Le label M-Tronic est tenu de main de maître par Laurent Le Fers et Laurent Terrenoire depuis vingt ans. Durant ces deux décennies, le label a monté des concerts et festivals, a donné à entendre les albums de Millimetric, Dither, Servovalve, Mlada Fronta et tant d'autres... Une compilation ving-sept titres sort pour cet anniversaire, le volume 5 de leurs estimées Table of Elements. Nous chroniquons cette sortie sur nos pages et c'est Laurent, responsable de M-Tronic, de son cousin D-Monic Records, et du Tormentor Radio Show répond à nos questions.

Obsküre : Vingt-sept titres, c'est beaucoup. Comment entrevois-tu la réception d'une telle compilation ? Les gens font une sélection ou prennent l'ensemble ?
Laurent Terrenoire : Table Of Elements est une série de compilations que nous avons lancée il y a déjà un bout de temps (2004), bien que son premier volume soit une compilation dix titres uniquement d’artistes "maison". Dès 2007, elle est devenue une double compilation de vingt-sept titres composée du roster [NDLA : le répertoire] du label ainsi que d’artistes dont nous apprécions les travaux. Ces compilations sont en général faites de titres inédits composés exclusivement pour cette série. Nous recevons beaucoup de propositions depuis les quatre coins du globe. Bien qu’elles aient toutes leurs vies, ces compilations ont toutes eu un franc succès.  

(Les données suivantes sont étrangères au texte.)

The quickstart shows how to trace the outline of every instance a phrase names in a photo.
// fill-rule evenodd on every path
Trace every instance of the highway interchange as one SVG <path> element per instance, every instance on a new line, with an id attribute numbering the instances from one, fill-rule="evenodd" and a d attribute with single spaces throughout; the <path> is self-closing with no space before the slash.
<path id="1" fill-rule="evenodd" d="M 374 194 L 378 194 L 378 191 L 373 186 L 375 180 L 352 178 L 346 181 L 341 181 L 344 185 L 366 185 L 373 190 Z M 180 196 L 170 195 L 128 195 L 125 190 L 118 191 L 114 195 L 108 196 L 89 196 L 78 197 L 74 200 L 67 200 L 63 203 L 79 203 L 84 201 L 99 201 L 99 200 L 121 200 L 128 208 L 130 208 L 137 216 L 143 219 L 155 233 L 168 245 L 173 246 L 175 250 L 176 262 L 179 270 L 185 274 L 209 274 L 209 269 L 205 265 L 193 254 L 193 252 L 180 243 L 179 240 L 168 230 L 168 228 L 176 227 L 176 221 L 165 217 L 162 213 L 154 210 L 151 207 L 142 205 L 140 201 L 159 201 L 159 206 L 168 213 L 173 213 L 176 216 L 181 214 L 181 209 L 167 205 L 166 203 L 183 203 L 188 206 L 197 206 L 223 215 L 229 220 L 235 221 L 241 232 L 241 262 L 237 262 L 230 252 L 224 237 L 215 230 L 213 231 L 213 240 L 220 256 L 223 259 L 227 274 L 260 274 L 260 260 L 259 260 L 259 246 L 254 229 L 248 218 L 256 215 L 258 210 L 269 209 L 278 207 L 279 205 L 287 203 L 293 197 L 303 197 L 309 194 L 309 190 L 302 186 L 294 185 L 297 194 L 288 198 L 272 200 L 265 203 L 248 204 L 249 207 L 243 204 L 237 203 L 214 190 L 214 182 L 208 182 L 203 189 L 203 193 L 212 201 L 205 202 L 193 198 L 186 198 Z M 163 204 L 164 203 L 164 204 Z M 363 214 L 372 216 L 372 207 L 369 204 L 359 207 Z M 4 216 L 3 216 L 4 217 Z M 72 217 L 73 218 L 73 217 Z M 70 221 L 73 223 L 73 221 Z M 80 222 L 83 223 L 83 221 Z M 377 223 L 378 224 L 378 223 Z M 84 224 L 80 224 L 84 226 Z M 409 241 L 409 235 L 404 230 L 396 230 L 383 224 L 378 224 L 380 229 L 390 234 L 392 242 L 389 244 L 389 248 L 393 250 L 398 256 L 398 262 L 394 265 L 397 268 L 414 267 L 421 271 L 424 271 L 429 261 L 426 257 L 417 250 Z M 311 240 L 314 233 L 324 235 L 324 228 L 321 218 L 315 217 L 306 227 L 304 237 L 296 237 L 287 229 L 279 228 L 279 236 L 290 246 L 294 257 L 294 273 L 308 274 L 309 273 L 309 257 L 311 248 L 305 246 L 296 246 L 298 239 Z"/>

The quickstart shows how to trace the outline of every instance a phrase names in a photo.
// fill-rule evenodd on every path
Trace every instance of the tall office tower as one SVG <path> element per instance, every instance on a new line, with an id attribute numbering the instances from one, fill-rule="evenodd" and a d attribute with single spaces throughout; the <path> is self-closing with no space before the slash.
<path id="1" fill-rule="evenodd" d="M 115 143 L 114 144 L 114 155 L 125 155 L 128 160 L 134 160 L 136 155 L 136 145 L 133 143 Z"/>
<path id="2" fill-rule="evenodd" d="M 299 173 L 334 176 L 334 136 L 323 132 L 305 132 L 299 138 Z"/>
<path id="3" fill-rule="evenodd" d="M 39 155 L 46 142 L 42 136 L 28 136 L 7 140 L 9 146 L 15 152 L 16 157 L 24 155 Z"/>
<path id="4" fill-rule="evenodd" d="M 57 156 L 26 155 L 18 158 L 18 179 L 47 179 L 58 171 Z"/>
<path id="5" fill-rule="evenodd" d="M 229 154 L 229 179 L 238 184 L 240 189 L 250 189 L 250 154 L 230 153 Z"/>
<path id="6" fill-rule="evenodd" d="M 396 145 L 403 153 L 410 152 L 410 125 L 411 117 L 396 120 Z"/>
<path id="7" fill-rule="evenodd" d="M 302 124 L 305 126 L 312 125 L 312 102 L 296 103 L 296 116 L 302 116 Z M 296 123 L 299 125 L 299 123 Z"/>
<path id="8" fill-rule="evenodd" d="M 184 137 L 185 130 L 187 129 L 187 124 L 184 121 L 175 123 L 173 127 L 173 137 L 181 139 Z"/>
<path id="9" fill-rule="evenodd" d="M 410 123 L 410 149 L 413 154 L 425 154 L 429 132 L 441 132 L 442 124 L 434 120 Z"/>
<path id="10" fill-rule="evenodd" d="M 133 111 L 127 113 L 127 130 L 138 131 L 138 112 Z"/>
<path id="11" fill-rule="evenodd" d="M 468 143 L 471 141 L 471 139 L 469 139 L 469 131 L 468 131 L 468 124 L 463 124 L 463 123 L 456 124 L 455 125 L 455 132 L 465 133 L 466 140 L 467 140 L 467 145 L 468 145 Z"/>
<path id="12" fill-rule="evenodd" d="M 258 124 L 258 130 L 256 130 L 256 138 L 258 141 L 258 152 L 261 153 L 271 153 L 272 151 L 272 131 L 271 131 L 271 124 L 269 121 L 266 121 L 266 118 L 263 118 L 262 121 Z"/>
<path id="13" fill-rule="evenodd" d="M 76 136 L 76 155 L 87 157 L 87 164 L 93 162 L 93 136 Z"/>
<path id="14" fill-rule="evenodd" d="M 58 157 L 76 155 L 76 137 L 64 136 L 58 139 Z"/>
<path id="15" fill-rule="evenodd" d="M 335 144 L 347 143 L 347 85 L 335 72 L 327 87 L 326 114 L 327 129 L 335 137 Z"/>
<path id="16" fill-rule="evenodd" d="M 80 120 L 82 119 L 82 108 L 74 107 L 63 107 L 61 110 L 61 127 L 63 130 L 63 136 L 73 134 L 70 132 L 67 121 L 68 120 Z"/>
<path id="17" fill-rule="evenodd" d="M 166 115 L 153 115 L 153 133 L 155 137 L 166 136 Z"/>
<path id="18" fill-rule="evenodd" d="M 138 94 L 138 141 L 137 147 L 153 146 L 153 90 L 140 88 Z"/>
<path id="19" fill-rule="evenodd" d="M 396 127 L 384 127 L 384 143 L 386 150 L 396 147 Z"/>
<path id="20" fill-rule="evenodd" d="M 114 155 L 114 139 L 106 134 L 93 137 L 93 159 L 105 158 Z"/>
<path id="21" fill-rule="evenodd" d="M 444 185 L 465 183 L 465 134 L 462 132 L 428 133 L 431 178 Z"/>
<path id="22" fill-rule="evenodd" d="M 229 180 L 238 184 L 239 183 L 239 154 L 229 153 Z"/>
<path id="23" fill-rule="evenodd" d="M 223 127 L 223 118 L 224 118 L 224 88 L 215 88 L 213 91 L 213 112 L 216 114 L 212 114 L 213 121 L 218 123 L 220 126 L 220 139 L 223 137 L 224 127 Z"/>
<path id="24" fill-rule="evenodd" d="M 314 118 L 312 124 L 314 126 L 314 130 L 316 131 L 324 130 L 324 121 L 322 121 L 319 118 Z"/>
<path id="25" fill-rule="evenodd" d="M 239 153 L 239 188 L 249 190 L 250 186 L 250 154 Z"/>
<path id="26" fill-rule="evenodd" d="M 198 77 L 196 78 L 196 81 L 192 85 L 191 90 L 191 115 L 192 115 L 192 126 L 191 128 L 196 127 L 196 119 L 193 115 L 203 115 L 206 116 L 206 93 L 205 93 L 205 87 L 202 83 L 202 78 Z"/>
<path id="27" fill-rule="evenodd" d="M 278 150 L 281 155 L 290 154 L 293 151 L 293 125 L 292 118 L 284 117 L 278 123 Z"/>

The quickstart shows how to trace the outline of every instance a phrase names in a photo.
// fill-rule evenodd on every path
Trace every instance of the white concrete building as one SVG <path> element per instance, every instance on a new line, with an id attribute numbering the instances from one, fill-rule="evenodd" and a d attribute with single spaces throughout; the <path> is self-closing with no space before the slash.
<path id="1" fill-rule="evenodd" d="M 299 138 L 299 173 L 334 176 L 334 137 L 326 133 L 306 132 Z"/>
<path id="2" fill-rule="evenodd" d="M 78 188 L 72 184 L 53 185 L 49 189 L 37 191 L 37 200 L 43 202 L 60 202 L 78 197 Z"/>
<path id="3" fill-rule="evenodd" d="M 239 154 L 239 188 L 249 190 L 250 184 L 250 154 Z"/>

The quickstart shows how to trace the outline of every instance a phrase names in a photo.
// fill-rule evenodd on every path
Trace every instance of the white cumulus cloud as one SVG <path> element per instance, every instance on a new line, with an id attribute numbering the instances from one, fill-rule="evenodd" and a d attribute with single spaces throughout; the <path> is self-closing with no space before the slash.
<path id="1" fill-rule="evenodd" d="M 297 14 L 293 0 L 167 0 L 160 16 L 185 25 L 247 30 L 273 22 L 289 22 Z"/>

L’idée de départ était une compilation représentative du label et, dès le début nous l’avons souhaitée gratuite, comme une forme de remerciement envers tous ceux qui apprécient le label, mais aussi comme un outil de découverte pour tous ceux qui ne connaissent pas encore M-Tronic. Elle a aussi pour but de représenter les différents styles musicaux que le label explore depuis déjà vingt ans. De l’IDM à l’Industriel, du breakbeat (voire breakcore) à l’electro, de l’EBM à l’experimental, sans limite de style, ce qui nous permet, comme dans ce volume 5, de faire aussi découvrir des morceaux minimal dub, comme le morceau de Mono Peninsula (side project de Photophob) ou bien de faire découvrir des artistes encore méconnus dont nous aimons le travail comme ce fut le cas en 2007 (sur le volume 2) avec Syl Kougaï qui a depuis sorti des productions chez Schematic Records et Hymen.
Nos compilations ne peuvent pas être téléchargées titre par titre, on ne peut que télécharger l'intégralité, puis c’est aux auditeurs de jouer en choisissant les titres qu’ils vont garder/écouter selon leurs goûts musicaux du moment. Nous aimons aussi nous investir dans les visuels du label, et avons souvent fait les pochettes de nos albums. Laurent Le Fers a fait celles de Géomatic ou Millimetric, et bon nombre des couverture D-Monic. Pour ma part, j'ai fait les photos des trois dernières compilations Table Of Elements, mais aussi les couvertures d'albums de Enabl.ed, Ex_Tension ou encore Alpturer, ainsi que la couverture de la dernière compilation sortie chez D-Monic.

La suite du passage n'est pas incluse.